On 2/27/2012 12:02 AM, Julio Merino wrote:
On 2/26/12 5:46 PM, John Marino wrote:I understand that it's not considered possible (or at least practical) to test all package upgrades on all platforms. However, certain packages have a large number of dependencies. Take glib2 for example. Likely as a result of an upgrade from 2.28.8 to 2.30.2 on 29 Jan 2012, it now doesn't build on DragonFly resulting in 1849 breakages (1760 directly).http://avalon.dragonflybsd.org/reports/x86_64/bleeding-edge/20120224.0420/glib2-2.30.2nb2/build.logWould it be a good idea to identify packages like this one that have a large number of direct dependencies (say > 100) and require that any version upgrade be tested on a standard set of platforms before getting committed?Sounds reasonable to me, but how do you perform this testing?
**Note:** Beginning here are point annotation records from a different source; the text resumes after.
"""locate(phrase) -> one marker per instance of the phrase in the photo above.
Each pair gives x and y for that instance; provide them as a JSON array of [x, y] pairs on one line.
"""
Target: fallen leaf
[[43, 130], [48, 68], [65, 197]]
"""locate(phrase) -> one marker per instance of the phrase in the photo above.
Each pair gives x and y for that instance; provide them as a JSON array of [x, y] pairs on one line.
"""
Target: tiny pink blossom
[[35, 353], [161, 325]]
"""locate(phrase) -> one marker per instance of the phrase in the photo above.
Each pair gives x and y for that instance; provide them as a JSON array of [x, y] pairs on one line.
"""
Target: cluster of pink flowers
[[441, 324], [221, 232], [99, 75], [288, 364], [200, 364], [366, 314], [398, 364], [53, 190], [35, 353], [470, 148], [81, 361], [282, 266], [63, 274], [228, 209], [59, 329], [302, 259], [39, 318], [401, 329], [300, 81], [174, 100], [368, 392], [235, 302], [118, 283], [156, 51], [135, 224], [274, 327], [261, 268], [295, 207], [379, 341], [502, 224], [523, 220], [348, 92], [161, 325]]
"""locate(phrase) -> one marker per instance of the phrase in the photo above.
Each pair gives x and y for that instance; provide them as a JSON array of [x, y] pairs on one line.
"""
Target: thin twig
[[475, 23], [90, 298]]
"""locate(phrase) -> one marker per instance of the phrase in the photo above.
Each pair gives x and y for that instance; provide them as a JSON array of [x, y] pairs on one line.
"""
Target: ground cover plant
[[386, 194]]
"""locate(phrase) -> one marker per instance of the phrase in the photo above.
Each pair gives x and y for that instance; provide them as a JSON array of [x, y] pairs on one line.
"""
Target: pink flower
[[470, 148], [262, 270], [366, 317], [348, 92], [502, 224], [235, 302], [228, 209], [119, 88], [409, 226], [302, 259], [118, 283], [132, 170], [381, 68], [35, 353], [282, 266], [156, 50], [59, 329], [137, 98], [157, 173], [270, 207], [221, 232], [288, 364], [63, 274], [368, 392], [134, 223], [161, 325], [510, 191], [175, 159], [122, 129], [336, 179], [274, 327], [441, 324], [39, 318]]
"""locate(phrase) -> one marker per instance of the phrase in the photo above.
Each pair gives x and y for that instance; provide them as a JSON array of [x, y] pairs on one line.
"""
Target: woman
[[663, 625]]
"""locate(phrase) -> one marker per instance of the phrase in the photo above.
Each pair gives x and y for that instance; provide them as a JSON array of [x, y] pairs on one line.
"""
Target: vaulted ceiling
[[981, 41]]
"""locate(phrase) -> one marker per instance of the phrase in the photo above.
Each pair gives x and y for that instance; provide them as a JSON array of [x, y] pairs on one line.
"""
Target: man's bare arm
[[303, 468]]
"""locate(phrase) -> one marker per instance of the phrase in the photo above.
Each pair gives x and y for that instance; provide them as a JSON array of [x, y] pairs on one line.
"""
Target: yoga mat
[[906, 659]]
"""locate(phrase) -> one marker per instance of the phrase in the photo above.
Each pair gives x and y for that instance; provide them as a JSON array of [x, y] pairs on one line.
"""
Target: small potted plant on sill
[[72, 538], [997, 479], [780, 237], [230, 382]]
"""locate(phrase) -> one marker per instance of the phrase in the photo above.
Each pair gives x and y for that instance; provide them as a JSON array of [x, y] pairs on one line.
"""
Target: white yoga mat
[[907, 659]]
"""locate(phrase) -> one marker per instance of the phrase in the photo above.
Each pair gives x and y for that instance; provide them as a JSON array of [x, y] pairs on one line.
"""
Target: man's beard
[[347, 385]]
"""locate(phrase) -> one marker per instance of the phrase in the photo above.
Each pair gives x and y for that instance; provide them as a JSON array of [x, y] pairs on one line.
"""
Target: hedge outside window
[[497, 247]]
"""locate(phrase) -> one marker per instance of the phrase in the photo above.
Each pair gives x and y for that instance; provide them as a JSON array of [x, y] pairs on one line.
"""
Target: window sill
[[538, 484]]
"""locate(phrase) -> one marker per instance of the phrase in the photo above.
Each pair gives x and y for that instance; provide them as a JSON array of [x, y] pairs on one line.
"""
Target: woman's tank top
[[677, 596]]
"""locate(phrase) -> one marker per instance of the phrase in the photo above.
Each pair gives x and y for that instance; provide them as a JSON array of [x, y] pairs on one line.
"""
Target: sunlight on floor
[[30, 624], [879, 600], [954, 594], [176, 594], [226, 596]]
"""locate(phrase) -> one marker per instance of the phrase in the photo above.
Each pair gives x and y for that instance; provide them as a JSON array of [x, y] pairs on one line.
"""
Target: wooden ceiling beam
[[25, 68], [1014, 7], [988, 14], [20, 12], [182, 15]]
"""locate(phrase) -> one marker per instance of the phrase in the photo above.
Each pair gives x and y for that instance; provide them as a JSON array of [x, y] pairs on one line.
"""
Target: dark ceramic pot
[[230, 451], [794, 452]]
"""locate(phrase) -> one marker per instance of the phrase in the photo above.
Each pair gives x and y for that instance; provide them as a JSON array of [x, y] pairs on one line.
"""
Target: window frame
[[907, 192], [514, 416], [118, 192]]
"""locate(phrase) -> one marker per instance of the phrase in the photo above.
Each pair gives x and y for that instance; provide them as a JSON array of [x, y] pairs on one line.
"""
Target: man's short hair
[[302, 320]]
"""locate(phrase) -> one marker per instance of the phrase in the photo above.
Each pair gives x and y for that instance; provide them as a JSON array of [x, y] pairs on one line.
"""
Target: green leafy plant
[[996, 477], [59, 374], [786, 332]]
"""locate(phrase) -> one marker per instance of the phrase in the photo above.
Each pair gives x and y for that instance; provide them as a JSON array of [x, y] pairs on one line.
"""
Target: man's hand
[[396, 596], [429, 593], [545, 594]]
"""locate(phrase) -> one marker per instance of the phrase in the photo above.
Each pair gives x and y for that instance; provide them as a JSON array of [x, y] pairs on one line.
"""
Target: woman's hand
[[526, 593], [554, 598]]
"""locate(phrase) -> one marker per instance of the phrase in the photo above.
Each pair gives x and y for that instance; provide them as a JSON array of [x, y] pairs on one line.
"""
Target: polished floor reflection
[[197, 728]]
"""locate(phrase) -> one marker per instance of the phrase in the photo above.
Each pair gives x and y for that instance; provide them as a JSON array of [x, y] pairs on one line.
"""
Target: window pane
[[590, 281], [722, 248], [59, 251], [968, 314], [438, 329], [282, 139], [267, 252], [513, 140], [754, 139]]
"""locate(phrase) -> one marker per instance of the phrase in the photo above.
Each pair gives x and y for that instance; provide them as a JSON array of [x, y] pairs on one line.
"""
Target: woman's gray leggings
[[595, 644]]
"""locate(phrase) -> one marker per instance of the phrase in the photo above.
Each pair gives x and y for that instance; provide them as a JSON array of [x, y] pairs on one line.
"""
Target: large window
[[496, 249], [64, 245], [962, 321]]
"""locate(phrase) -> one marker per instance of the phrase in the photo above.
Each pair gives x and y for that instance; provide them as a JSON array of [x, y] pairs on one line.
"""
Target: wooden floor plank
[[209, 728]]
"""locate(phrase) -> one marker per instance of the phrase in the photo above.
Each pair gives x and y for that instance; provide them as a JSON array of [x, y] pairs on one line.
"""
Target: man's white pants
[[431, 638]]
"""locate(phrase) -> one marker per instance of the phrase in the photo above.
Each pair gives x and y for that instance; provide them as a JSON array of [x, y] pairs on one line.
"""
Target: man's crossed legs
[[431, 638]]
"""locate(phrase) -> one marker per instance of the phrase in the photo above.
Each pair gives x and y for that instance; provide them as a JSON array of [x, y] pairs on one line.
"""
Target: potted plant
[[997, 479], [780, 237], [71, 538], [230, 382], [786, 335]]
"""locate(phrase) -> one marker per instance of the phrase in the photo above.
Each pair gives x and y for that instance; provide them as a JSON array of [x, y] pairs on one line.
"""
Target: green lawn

Would developers have access to build boxes to try their packages before submitting them? Or would this be automated somehow?
Automation would imply some kind of build farm. That would be ideal, but it would take a while to setup and costs money of course. That leaves manually, and I'd see 2-3 possibilities:
1) The maintainer has modern versions of these standard set of OS (multiboot box, virtualbox, vmware etc) and tests them himself 2) He sends the changes to the OS point of contact and waits a reasonable amount of time to hear if it builds okay on their platform 3) As you suggest, he's got access to a standard account on a box supplied by the OS project in order to test it himself.
Obviously this adds a layer of complexity and adds significant time, but probably justified for those packages with such a high impact.